鼻をすすりながら目をこするチーニの耳にディアの声が届く。
「あんまり擦ると後で腫れるぞ」
「よく知ってるね」
「昔は泣き虫だったからな」
「今は泣かないね」
「泣く理由がないからな」
チーニはなんと言葉を返したらいいのか分からなくて、ただディアの肩に頭を押し付けた。ディアが小さく笑って、その頭をなでる。
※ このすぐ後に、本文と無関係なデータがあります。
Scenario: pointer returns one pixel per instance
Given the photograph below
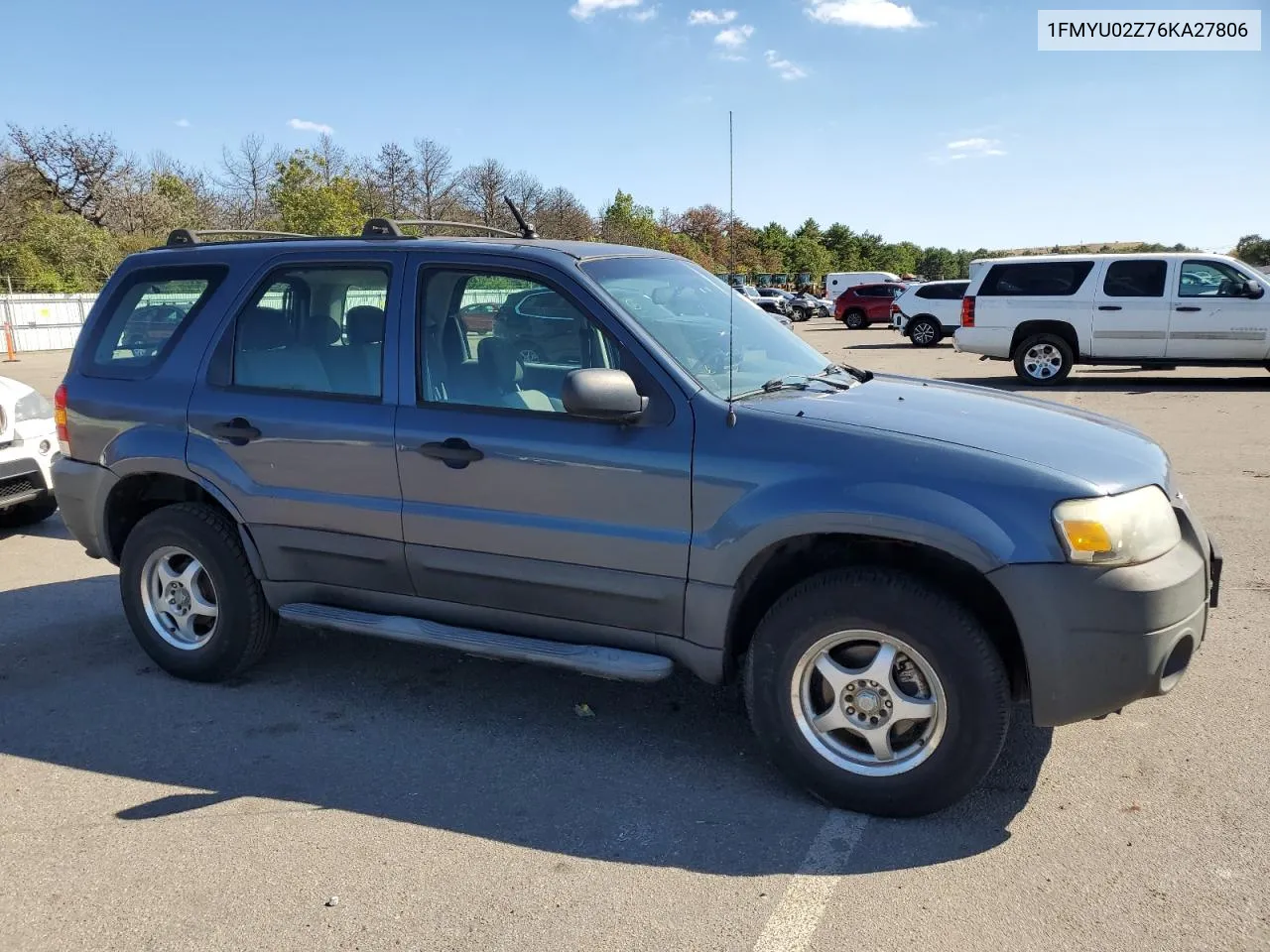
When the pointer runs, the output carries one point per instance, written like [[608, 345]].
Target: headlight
[[1125, 530], [32, 408]]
頭がぼーっとするまで泣いて、ようやく涙が止まったころには目の周りも鼻も真っ赤になっていた。
「ははっ、顔真っ赤だな」
チーニはディアの肩に軽く拳をあてる。口をへの字に曲げたチーニにディアはまた、肩を震わせて笑った。
「廊下の先にたぶんルーナが居るから。さき、帰ってて」
「ディアは?」
ディアはチーニから視線を逸らし、学院長室のドアに向けた。チーニもつられて視線を横にずらす。いつもより低く聞こえる声で、ディアは言葉を吐いた。
「俺はちょっと学院長に用事があるから、それ終わったら戻る」
チーニに視線を戻し、口角をあげたディアは「だから先、戻ってて」と言葉を続ける。チーニはディアとの間に白い線を引かれたような気がした。その線を越える権利をチーニは持っていない。だからチーニはゆるく口角をあげた。
「うん、わかった」
チーニはそれだけ言葉を残してディアに背を向け、一人で廊下を進む。五歩ほど進んだところでドアの開く音がして、振り返った先にはもう、ディアが居なかった。
「話してくれるの、待ってるよ。ディア」
小さく呟いて、視線を前に戻しチーニは更に廊下を進む。角を曲がったところで、壁に寄り掛かるようにして立っているルーナと目があった。
「おかえり」
真っ赤になっている目元には何も言わずに、ルーナはただ柔らかく微笑む。
「うん、ただいま」
まだ少し濁っている声を返して、チーニも笑った。